Akhirnya, pilihan yang tersisa memang kembali ke pekerjaan dan menghadapi apa yang memang sudah semestinya. Dan seperti yang juga kukatakan pada sepupuku secara frontal atau tidak sengaja. “Dunia masih belum berakhir. Kehidupan gak bakalan berhenti hanya karena satu kesedihan di hidup kita.”
Tapi bahkan satu kesedihan bisa menjadi sebilah pedang mematikan jika dihunuskan tepat ke  jantung kita.
Aku mencoba untuk bersikap biasa. Heru menjelaskan semuanya dan aku berusaha untuk menahan diri dan mendengarkan segalanya. “Aku tak punya pilihan.”

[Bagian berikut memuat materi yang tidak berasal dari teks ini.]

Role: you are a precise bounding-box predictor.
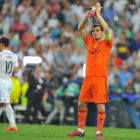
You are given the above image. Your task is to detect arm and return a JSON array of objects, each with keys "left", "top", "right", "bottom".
[
  {"left": 78, "top": 12, "right": 88, "bottom": 38},
  {"left": 95, "top": 3, "right": 110, "bottom": 35}
]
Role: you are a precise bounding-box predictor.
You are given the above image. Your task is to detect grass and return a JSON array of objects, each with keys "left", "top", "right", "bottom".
[{"left": 0, "top": 123, "right": 140, "bottom": 140}]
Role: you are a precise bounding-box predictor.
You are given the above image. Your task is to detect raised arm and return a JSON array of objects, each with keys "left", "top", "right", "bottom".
[
  {"left": 95, "top": 3, "right": 110, "bottom": 35},
  {"left": 78, "top": 12, "right": 88, "bottom": 38}
]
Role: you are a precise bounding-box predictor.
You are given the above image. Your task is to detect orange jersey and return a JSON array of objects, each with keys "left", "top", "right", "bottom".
[{"left": 84, "top": 34, "right": 112, "bottom": 77}]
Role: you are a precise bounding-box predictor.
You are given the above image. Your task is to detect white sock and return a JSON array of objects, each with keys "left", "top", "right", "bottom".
[
  {"left": 78, "top": 128, "right": 85, "bottom": 133},
  {"left": 4, "top": 104, "right": 16, "bottom": 127},
  {"left": 0, "top": 107, "right": 3, "bottom": 116},
  {"left": 96, "top": 131, "right": 101, "bottom": 134}
]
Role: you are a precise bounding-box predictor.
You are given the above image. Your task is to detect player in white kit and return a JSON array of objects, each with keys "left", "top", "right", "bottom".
[{"left": 0, "top": 37, "right": 19, "bottom": 131}]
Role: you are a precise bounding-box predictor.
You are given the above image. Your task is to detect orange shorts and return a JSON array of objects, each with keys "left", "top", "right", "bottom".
[{"left": 79, "top": 77, "right": 109, "bottom": 103}]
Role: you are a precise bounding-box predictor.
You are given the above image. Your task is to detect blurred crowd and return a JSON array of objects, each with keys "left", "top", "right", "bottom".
[{"left": 0, "top": 0, "right": 140, "bottom": 123}]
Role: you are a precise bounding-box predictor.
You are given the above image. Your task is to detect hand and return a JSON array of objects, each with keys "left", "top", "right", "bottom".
[{"left": 95, "top": 2, "right": 103, "bottom": 14}]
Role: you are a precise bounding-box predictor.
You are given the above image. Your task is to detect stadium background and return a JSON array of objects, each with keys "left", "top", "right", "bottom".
[{"left": 0, "top": 0, "right": 140, "bottom": 128}]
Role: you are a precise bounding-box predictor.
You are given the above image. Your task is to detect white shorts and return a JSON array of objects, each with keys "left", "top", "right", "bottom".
[{"left": 0, "top": 79, "right": 12, "bottom": 103}]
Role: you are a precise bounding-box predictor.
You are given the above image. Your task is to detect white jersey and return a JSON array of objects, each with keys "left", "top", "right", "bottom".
[{"left": 0, "top": 50, "right": 19, "bottom": 79}]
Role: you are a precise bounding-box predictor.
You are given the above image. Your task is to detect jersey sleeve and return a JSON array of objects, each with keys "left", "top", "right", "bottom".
[
  {"left": 84, "top": 34, "right": 92, "bottom": 46},
  {"left": 105, "top": 33, "right": 113, "bottom": 46}
]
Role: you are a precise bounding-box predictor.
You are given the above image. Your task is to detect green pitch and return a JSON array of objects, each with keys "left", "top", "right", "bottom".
[{"left": 0, "top": 123, "right": 140, "bottom": 140}]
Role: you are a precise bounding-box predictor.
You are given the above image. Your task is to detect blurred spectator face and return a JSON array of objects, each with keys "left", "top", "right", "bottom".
[
  {"left": 92, "top": 26, "right": 103, "bottom": 40},
  {"left": 35, "top": 66, "right": 42, "bottom": 75}
]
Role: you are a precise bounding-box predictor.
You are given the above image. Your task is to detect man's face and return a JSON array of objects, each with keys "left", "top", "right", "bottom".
[{"left": 92, "top": 26, "right": 103, "bottom": 40}]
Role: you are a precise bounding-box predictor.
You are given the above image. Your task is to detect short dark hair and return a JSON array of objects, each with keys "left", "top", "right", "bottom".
[
  {"left": 92, "top": 23, "right": 104, "bottom": 31},
  {"left": 0, "top": 37, "right": 9, "bottom": 47}
]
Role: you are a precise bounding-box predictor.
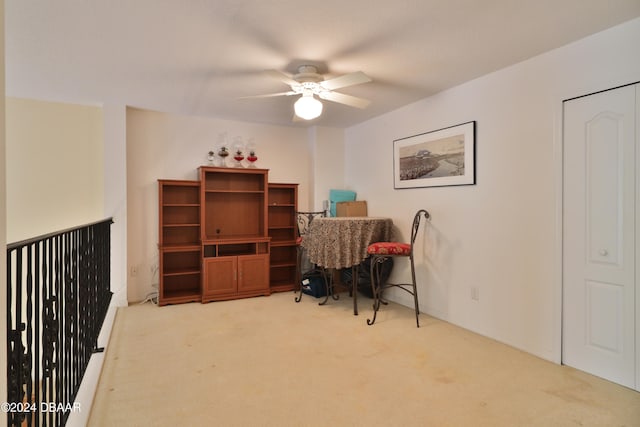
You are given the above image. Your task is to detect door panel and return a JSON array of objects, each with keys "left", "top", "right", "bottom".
[
  {"left": 562, "top": 86, "right": 637, "bottom": 388},
  {"left": 203, "top": 256, "right": 238, "bottom": 296},
  {"left": 238, "top": 255, "right": 269, "bottom": 292}
]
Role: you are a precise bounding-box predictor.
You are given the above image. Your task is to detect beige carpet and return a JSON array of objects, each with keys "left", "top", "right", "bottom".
[{"left": 89, "top": 293, "right": 640, "bottom": 427}]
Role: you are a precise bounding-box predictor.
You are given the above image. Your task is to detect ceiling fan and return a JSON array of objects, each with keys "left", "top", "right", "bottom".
[{"left": 242, "top": 65, "right": 371, "bottom": 120}]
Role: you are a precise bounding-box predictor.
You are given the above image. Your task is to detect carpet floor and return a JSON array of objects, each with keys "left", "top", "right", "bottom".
[{"left": 89, "top": 292, "right": 640, "bottom": 427}]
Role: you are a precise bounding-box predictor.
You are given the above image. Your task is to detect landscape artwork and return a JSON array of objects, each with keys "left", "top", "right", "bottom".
[{"left": 393, "top": 122, "right": 475, "bottom": 188}]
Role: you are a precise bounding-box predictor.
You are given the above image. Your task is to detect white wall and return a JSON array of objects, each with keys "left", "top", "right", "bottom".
[
  {"left": 0, "top": 0, "right": 7, "bottom": 427},
  {"left": 126, "top": 109, "right": 312, "bottom": 302},
  {"left": 345, "top": 19, "right": 640, "bottom": 361},
  {"left": 6, "top": 98, "right": 104, "bottom": 242},
  {"left": 309, "top": 127, "right": 345, "bottom": 211},
  {"left": 103, "top": 105, "right": 127, "bottom": 306}
]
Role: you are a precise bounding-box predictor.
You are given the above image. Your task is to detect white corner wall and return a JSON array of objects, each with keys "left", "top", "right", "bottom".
[
  {"left": 126, "top": 108, "right": 312, "bottom": 302},
  {"left": 0, "top": 0, "right": 7, "bottom": 427},
  {"left": 345, "top": 19, "right": 640, "bottom": 361},
  {"left": 6, "top": 98, "right": 104, "bottom": 242},
  {"left": 309, "top": 127, "right": 345, "bottom": 211}
]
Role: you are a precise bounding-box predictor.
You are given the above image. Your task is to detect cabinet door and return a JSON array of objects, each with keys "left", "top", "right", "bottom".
[
  {"left": 238, "top": 255, "right": 269, "bottom": 292},
  {"left": 203, "top": 256, "right": 238, "bottom": 296}
]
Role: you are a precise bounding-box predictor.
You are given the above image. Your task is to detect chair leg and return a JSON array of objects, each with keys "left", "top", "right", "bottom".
[
  {"left": 410, "top": 256, "right": 420, "bottom": 328},
  {"left": 293, "top": 246, "right": 304, "bottom": 302},
  {"left": 367, "top": 255, "right": 380, "bottom": 326}
]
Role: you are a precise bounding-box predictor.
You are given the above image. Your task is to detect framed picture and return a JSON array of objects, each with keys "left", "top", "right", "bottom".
[{"left": 393, "top": 121, "right": 476, "bottom": 188}]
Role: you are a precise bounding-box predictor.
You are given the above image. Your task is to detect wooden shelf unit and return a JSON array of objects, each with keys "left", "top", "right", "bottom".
[
  {"left": 268, "top": 183, "right": 298, "bottom": 292},
  {"left": 158, "top": 166, "right": 298, "bottom": 306},
  {"left": 158, "top": 180, "right": 202, "bottom": 305},
  {"left": 200, "top": 166, "right": 271, "bottom": 302}
]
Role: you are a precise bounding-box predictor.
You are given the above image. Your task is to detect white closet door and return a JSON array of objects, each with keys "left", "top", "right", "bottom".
[{"left": 562, "top": 85, "right": 638, "bottom": 388}]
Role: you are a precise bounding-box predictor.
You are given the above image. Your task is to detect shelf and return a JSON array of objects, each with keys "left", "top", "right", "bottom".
[
  {"left": 204, "top": 190, "right": 264, "bottom": 194},
  {"left": 162, "top": 267, "right": 200, "bottom": 277},
  {"left": 271, "top": 261, "right": 296, "bottom": 268},
  {"left": 271, "top": 240, "right": 298, "bottom": 248}
]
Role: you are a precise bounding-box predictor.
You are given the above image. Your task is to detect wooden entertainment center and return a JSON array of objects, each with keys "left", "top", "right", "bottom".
[{"left": 158, "top": 166, "right": 298, "bottom": 306}]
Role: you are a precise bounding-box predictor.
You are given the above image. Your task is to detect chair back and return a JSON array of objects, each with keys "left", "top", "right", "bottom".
[
  {"left": 296, "top": 211, "right": 325, "bottom": 237},
  {"left": 411, "top": 209, "right": 431, "bottom": 256}
]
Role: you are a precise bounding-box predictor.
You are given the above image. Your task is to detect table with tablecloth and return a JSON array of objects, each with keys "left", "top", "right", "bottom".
[{"left": 302, "top": 217, "right": 393, "bottom": 314}]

“Ya, dan itu juga yang dikatakan seseorang yang aku kenal dengan baik.
“Sepupuku. Dan aku harap kamu bisa lebih baik dari ini, Heru. Karena kamu yang saat ini, bukan Heru terbaik yang aku kenal selama ini. Tapi, its okay. Itu keputusan yang harus kamu tentukan sendiri. Kamu cowok. Dan sekedar mengingatkan barangkali kamu lupa, kita ini masih keluarga.”
“Keluarga jauh.” Sahutnya. “Dan kita gak pernah tahu sampai belum lama ini. Lalu berubah semuanya. Kamu, kita.”
“Oh, enggak Heru. Bukan begitu urutannya. Karena kita sama-sama tahu kalau semua ini dimulai dari kamu.”
 Kami bertengkar untuk pertama kalinya. Untuk pertama kalinya, kami punya pendapat yang berbeda. Heru berharap aku mengerti dengan keadaannya, begitu pula aku sebaliknya. Kuharap Heru mengerti bahwa aku tidak ingin peduli terhadap apapun yang membuatnya melakukan itu semua. Karena di detik aku mengakui bahwa dia benar dan aku harus mengalah, saat itulah aku kehilangan dirinya.
Semuanya akan terlambat dalam waktu kurang dari satu bulan. Dan yang kami lakukan hanya saling diam. Kami tak lagi pernah membicarakan itu semua. Bahkan kami tak pernah lagi benar-benar berbicara selain urusan pekerjaan. Mungkin kami memang kehabisan pilihan. Aku memang menyerahkan semuanya pada Heru. Dia yang harus mengambil keputusan. Dan jika dia memilih untuk menyerah, maka berakhirlah sudah.
Tinggal menghitung hari dan kurasa Heru tak juga menemukan solusi. Angin terasa lebih dingin dari malam-malam biasanya. Entah karena memang sudah masuk musim kemarau atau karena perasaanku yang tengah benar-benar kacau. Aku terus saja terjaga, membuka lembar demi lembar kenangan kami berdua. Lalu tanpa sadar mata ini berkaca, namun bibirku justru terus tersenyum seolah aku bahagia.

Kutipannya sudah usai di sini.